Schweizer inserts more misrepresentations in his book, making claims about Warren and Section 524(g) of the Bankruptcy Code in order her paint her as having pushed corporate interests. The provision was added by Congress in 1994, and is relevant to companies facing legal claims over asbestos exposure. Relying on a legal declaration issued by Warren in 2002 about her consulting work with Congress during the 1990s, Schweizer wrote that “she was also a key advisor on an obscure but profoundly important section of the bankruptcy law called U.S.C. 524(g)” and claimed the law benefits big corporations. 

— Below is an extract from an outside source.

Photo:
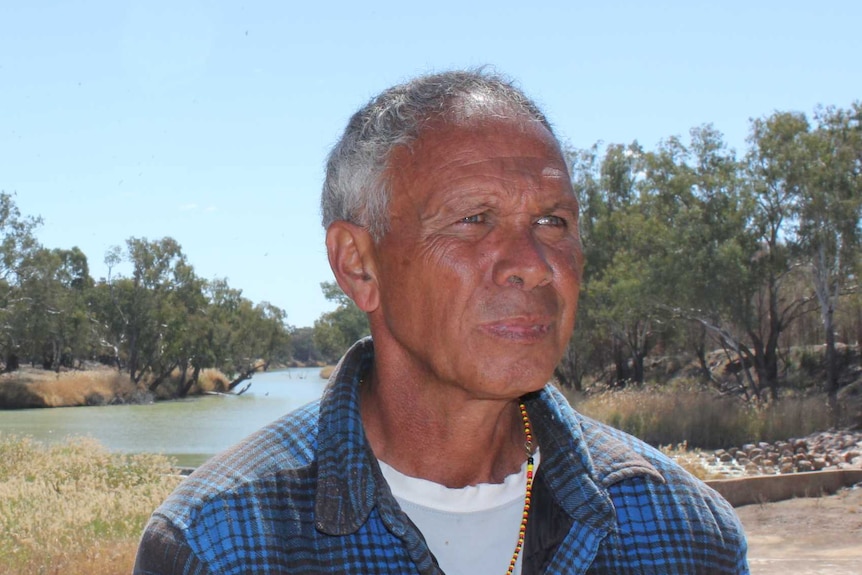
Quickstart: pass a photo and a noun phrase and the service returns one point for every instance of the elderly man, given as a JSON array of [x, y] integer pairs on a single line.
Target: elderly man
[[438, 445]]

The 524(g) provision of the Bankruptcy Code is a codification of a process used by a federal bankruptcy court to resolve the Johns Manville asbestos bankruptcy case. According to Warren’s 2002 legal declaration, some members of Congress “hoped that the [NBRC] Commission would develop a more comprehensive approach to replace” 524(g) and that in its final 1997 report the commission did make further recommendations (which Congress ignored). In his book, Schweizer characterizes 524(g) as legislation “pushed by Warren” and claims it was a way for corporations to “avoid liability.”

But according to Baird, describing what Warren did on 524(g) issues as pushing corporate interests is a conclusion that someone who “doesn’t understand the law” would reach, as in Baird’s view, 524(g) is not an anti-consumer law. Baird added that “nothing that Warren was doing was contrary to the interests of tort victims” in that litigation area and that she was “involved in coming up with a sensible mechanism” to resolve certain legal disputes.

Overall, Baird said that Schweizer’s characterizations of Warren’s work with Congress on bankruptcy laws and the conclusions that he drew from them show a “fundamental misunderstanding of what bankruptcy is about.” 

Schweizer has been touting his smear of Warren across conservative news outlets, appearing on Fox News shows Special Report and Fox & Friends and on Fox News contributor Mark Levin’s radio show and claiming that Warren helped rewrite bankruptcy laws — sometimes while also falsely saying that she did so to benefit corporate interests.

More reputable outlets would be wise to give Schewizer’s false claims attention only when they’re debunking them.